Experimental study of fluid flows in general and combustion in particular requires techniques that are non-intrusive: they should not affect the phenomenon under study. Optical diagnostics is undoubtedly the most powerful class of such techniques, and we have a wide range available. Experimental facilities include not only a variety of (often laser-based) diagnostic techniques, but also optically accessible combustion and flow equipment.
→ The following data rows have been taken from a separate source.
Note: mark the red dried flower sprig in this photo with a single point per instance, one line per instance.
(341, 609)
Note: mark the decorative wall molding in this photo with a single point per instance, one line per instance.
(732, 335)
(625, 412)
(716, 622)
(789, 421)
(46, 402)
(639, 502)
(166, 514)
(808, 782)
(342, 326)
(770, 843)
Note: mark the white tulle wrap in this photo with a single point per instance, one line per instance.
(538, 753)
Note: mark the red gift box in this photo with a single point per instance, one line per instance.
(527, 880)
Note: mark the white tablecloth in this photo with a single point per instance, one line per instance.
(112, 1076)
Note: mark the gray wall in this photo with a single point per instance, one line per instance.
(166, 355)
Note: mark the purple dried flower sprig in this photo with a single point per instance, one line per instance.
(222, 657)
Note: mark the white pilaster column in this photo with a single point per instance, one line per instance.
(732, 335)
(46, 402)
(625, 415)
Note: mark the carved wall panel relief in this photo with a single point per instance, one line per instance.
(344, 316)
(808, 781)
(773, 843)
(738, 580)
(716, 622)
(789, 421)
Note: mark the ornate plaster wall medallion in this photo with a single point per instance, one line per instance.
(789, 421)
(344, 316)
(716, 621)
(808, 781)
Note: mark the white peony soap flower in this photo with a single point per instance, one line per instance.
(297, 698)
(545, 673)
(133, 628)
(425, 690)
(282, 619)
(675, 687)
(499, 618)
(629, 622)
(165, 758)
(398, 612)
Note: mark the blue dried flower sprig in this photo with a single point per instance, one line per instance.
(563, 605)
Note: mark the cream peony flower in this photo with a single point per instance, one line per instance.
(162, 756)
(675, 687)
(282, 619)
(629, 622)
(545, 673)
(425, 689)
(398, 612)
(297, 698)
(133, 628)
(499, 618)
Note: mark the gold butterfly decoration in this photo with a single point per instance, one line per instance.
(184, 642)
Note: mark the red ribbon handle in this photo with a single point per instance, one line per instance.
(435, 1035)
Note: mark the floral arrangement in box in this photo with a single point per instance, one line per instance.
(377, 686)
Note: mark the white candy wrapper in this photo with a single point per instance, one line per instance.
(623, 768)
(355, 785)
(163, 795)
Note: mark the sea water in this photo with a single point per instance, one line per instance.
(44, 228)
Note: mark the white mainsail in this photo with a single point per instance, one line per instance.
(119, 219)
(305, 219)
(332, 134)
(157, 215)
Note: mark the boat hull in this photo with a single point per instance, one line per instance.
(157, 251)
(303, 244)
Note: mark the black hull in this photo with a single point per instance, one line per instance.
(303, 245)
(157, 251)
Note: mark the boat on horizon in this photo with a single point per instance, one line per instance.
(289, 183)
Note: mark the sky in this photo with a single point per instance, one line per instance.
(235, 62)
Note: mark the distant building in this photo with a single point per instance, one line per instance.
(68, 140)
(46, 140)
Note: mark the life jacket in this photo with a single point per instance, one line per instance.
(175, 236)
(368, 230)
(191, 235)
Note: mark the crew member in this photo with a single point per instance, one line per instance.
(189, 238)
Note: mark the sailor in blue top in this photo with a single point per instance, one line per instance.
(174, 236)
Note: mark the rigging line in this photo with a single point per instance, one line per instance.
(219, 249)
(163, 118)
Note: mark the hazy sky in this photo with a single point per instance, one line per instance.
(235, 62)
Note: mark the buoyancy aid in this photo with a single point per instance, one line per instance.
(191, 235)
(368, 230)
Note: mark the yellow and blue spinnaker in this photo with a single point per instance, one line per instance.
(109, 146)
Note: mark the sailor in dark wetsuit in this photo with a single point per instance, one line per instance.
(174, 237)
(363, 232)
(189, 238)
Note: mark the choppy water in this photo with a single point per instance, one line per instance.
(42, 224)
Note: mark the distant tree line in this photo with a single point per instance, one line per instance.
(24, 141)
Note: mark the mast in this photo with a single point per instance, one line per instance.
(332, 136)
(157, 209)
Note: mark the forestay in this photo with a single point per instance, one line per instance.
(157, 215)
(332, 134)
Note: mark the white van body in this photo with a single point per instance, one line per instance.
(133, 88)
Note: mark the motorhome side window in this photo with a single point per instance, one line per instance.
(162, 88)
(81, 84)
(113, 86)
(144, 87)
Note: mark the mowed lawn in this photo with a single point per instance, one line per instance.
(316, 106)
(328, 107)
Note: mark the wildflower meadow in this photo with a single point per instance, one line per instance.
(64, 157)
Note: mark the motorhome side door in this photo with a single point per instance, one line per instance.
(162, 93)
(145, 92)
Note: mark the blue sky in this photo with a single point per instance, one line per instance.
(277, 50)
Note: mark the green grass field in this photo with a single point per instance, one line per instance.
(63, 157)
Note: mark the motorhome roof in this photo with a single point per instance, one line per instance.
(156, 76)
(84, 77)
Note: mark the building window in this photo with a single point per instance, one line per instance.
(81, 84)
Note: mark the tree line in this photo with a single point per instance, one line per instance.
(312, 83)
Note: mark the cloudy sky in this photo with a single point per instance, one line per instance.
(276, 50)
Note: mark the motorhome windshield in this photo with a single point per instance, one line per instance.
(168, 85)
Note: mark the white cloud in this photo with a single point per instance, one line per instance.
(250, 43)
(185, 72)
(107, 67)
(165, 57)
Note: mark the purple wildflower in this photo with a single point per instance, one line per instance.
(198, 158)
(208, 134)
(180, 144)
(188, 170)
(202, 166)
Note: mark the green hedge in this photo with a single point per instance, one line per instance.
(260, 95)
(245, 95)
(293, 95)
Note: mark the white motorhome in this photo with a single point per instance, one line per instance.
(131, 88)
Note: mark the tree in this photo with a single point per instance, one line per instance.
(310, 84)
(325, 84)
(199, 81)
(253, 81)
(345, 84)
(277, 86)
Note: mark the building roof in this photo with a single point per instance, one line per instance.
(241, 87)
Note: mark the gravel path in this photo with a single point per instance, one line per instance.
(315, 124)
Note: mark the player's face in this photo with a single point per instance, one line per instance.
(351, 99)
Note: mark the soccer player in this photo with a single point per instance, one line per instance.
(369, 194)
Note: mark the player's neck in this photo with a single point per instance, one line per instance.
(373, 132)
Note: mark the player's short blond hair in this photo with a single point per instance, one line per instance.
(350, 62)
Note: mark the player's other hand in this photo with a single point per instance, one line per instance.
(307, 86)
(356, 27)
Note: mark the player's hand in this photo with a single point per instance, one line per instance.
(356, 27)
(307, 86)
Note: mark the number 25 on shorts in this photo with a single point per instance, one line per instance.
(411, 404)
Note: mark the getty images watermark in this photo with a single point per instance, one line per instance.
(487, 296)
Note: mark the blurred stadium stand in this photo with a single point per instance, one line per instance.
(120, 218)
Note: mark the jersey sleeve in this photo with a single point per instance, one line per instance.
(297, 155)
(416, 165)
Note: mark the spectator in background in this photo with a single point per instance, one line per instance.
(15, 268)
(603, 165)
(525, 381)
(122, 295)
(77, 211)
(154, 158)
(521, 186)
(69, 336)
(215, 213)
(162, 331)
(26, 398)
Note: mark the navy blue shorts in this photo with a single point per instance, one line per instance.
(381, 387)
Much of our work uses spectroscopic techniques to single out individual chemical species.
Available optical techniques:
- Particle Image Velocimetry (PIV)
- Schlieren & Shadowgraphy
- Diffused Back-illumination Imaging (DBI)
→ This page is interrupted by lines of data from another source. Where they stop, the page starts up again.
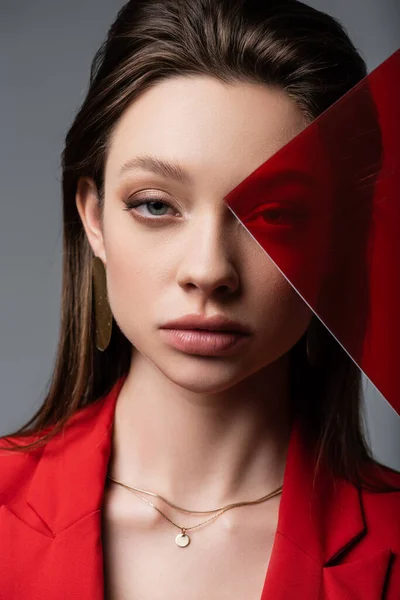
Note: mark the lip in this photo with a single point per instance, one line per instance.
(212, 336)
(216, 323)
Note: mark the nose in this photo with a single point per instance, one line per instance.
(207, 262)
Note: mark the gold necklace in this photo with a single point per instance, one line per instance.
(182, 539)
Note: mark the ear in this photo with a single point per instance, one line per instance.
(88, 205)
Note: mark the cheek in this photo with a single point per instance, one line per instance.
(281, 312)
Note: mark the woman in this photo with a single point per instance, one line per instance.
(164, 460)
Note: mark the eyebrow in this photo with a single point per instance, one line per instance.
(157, 165)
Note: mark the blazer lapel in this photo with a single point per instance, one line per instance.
(55, 530)
(319, 523)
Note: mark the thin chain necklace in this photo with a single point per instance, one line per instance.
(182, 539)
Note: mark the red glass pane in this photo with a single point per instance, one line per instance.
(326, 209)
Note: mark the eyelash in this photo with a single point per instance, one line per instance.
(132, 204)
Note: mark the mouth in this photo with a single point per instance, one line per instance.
(215, 338)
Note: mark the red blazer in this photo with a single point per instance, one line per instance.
(335, 543)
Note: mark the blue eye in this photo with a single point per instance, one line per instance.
(156, 208)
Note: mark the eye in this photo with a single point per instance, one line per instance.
(275, 214)
(154, 207)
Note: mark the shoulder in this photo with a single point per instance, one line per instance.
(382, 508)
(16, 467)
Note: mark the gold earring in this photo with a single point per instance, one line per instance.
(102, 310)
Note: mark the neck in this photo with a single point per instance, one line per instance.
(201, 450)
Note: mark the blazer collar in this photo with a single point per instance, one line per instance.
(316, 528)
(69, 482)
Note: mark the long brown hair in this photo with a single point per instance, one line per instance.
(305, 52)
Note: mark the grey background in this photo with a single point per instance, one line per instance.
(46, 50)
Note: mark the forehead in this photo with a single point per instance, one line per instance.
(218, 132)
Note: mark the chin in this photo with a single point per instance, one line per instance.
(208, 376)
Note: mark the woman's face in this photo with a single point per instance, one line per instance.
(185, 252)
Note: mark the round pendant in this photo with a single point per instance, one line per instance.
(182, 540)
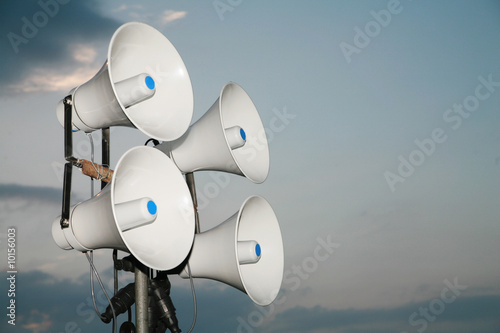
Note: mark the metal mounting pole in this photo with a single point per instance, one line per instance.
(141, 298)
(192, 190)
(105, 151)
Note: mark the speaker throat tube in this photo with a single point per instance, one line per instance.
(249, 252)
(135, 89)
(135, 213)
(235, 136)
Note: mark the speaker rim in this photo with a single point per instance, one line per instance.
(185, 195)
(180, 128)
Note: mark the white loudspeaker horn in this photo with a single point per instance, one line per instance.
(145, 210)
(229, 137)
(144, 84)
(245, 251)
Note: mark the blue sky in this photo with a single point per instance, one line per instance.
(391, 152)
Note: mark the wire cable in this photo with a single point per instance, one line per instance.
(94, 270)
(90, 257)
(194, 298)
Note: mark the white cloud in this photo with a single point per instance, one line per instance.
(171, 15)
(84, 53)
(43, 80)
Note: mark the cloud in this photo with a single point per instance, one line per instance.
(46, 194)
(39, 41)
(42, 79)
(466, 314)
(171, 15)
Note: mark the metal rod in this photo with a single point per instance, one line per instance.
(105, 151)
(66, 201)
(141, 298)
(68, 167)
(192, 190)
- Chemiluminescence imaging
- (Planar) Laser Induced Fluorescence ((P)LIF)
- (Planar) Laser Induced Phosphorescence ((P)LIP)
- Spontaneous Raman & Rayleigh Scattering
- (Hi-speed) laser-Induced Incandescence ((HS)LII)
- Interferometric Particle Imaging (IPI)
Available test rigs:
- Optically accessible heavy-duty CI engine
- Optically accessible light-duty CI engine
- Constant-volume spray vessel
- Various dedicated burner systems
Composite image of the structure of a fuel spray under conditions relevant for heavy-duty Diesel engines (made by Noud Maes). The fuel spray enters at the left, and is recorded 700 µs after start-of-injection (aSOI). White line: vapour boundary of an inert spray (Schlieren); Blue line: liquid boundary (DBI); Green: electronically excited OH radicals (flame front; chemiluminescence); Red: formaldehyde (low-temperature reactions; PLIF).
Raman spectrum of a non-premixed n-heptane doped with a few percent of toluene (made by Robin Doddema). The horizontal axis represents the Raman shift, the vertical axis the height above the burner exit.